A commenter in the last post said: "Sounds like you just had some sweet makeup sex with Landon Donavan."
How quickly disappointment can turn into triumph. Golllllly.
You can imagine what happened, because it may have happened to you: I was at the bar, felt awful, felt frustrated, Landon scored, went crazy, hugged strangers, jumped, yelled, chanted "U-S-A," and felt giddy.
That's what World Cup soccer is all about. It immediately became the greatest soccer moment of my life. It even trumps US over Mexico in 2002. Easily, actually. The bastard Algerians decided it would be smart to play for a tie, since they knew we'd score ten goals on them if they ever attacked. We still created a ton of solid chances, but bad luck and another referee screw-up...

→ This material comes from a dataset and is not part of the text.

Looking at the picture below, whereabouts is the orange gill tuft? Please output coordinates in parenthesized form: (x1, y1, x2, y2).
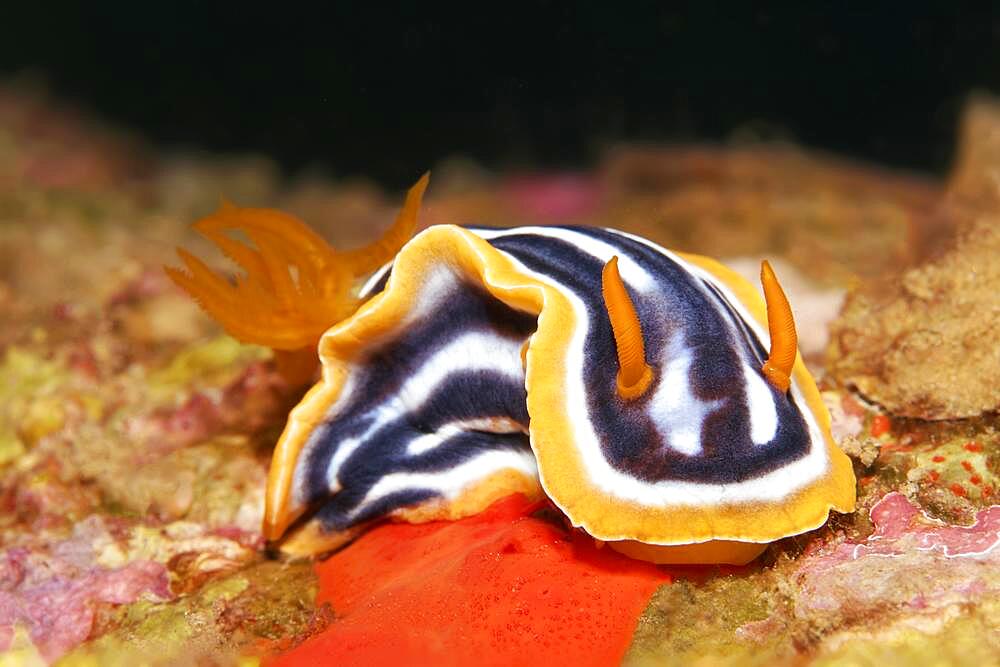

We interrupt this rant for a bit of emphasis:
THE REFEREES SCREWED US AGAIN!
What the hell is going on here? Is it time to start talking about an anti-American conspiracy? Why does every call go against us, especially ones where we score legal goals?
...kept us off the scoreboard for 91 horrible minutes. And then it happened. Landon motherfucking Donavan, the face of US soccer and our greatest nation player ever.
It couldn't be anyone else. It just couldn't.
Fly your colors high, boys. We won the group. We're on to the knockout stages. Bring on the Krauts, bring on the Ghanians, bring on the Serbs, bring on the Aussies. Doesn't matter. This was spectacular. Donavan scores, and we won't forget it.